Rückenwind für Flüchtlingshilfe

Die "Interkulturelle Bootsfahrt" auf der Vils war ein Riesenspaß - nicht nur für die Flüchtlinge, sondern auch für die Kinder. Wer wollte, durfte Amberg kostenlos aus der Flussperspektive erleben. Bild: upl

Stürmisch ging es zu beim Tag des Flüchtlings auf der Krambrücke. Die Böen warfen eine Stellwand um. Ansonsten aber verspürten die Aktivisten von Caritas und Amnesty International vor allem Rückenwind.

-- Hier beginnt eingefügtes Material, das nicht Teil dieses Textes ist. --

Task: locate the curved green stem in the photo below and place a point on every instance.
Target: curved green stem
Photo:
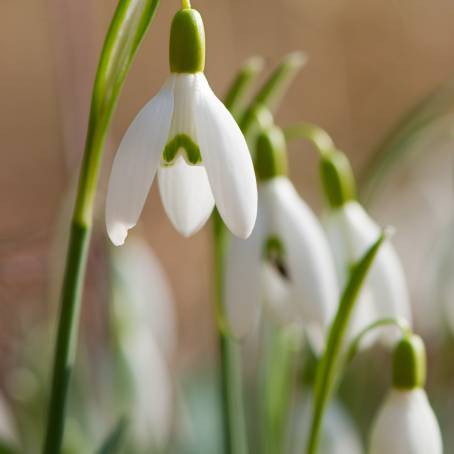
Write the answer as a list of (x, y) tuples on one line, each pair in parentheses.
[(400, 323), (235, 440), (131, 20), (314, 134), (329, 363)]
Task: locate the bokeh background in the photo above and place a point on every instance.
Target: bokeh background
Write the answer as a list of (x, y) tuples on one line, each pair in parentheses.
[(369, 64)]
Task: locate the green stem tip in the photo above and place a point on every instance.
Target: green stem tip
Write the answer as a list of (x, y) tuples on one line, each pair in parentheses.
[(271, 154), (409, 363)]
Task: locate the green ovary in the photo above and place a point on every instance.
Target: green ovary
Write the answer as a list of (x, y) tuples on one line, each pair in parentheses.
[(182, 141)]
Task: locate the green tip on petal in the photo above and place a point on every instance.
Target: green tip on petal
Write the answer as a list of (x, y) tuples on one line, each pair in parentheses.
[(409, 363), (271, 154), (187, 42), (337, 178)]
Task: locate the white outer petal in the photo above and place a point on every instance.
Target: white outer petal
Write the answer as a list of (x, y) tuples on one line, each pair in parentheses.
[(136, 162), (243, 279), (186, 195), (406, 424), (148, 303), (310, 264), (351, 232), (227, 160)]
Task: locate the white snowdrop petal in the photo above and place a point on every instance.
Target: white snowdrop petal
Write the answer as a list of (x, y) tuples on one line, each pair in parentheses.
[(227, 160), (243, 279), (406, 424), (186, 195), (149, 304), (183, 115), (136, 162), (310, 264), (351, 232)]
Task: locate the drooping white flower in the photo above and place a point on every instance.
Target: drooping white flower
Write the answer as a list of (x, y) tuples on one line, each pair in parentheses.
[(144, 328), (406, 423), (350, 232), (286, 262), (187, 136)]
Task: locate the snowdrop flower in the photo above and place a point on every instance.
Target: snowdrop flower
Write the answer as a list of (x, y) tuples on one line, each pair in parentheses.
[(144, 325), (286, 261), (188, 137), (406, 423), (350, 232)]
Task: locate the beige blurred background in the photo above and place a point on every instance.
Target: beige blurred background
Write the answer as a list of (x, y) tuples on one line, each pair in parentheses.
[(369, 62)]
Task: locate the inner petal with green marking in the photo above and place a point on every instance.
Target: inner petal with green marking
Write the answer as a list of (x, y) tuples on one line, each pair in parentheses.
[(181, 143), (274, 252)]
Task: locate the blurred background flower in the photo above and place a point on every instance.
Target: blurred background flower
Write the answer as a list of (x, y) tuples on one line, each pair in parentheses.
[(378, 79)]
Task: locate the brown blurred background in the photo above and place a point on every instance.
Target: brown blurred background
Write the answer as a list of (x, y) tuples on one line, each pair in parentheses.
[(369, 62)]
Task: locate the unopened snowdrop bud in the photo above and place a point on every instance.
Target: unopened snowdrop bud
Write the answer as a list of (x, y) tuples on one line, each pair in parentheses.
[(188, 137), (337, 179), (350, 232), (406, 423)]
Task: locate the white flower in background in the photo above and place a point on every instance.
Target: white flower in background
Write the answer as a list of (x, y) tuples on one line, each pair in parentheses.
[(339, 434), (351, 232), (406, 423), (145, 333), (187, 136), (286, 262)]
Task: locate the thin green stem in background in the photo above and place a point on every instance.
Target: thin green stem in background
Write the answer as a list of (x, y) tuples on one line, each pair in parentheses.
[(327, 370), (235, 433), (130, 22), (278, 380), (314, 134), (235, 438)]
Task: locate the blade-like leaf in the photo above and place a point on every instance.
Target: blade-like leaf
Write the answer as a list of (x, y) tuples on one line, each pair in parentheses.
[(127, 29), (245, 77), (128, 26), (430, 110), (273, 89), (327, 370)]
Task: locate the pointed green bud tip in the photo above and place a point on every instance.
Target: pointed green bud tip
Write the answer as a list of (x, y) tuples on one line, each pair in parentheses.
[(271, 154), (409, 363), (337, 178), (187, 42)]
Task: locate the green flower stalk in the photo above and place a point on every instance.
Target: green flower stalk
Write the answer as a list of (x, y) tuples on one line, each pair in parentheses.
[(130, 22), (406, 422)]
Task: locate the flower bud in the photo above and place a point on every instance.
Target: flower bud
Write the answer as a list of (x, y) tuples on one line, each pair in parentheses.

Dass sich in Amberg eine Willkommenskultur für Asylsuchende entwickelt hat, liegt vor allem an der unermüdlichen Arbeit, die im Caritas-Zentrum im Dreifaltigkeitsviertel geleistet wird. Flüchtlingsberaterin Anne Kuchler und ihr Team koordinieren eine Vielzahl von Hilfsprojekten für die Menschen, die ohne Hab und Gut, ohne Perspektive und mit viel Angst nach Amberg kommen. "Ich bin gerührt von der außerordentlichen Hilfsbereitschaft der Amberger, die alle mithelfen wollen, dass die Asylsuchende gut untergebracht und versorgt werden", sagte Kuchler. Weil sich bei ihr immer wieder Menschen melden, die sich engagieren wollen, habe das schon längere Zeit bestehende Hilfsangebot der Caritas deutlich ausgeweitet werden können.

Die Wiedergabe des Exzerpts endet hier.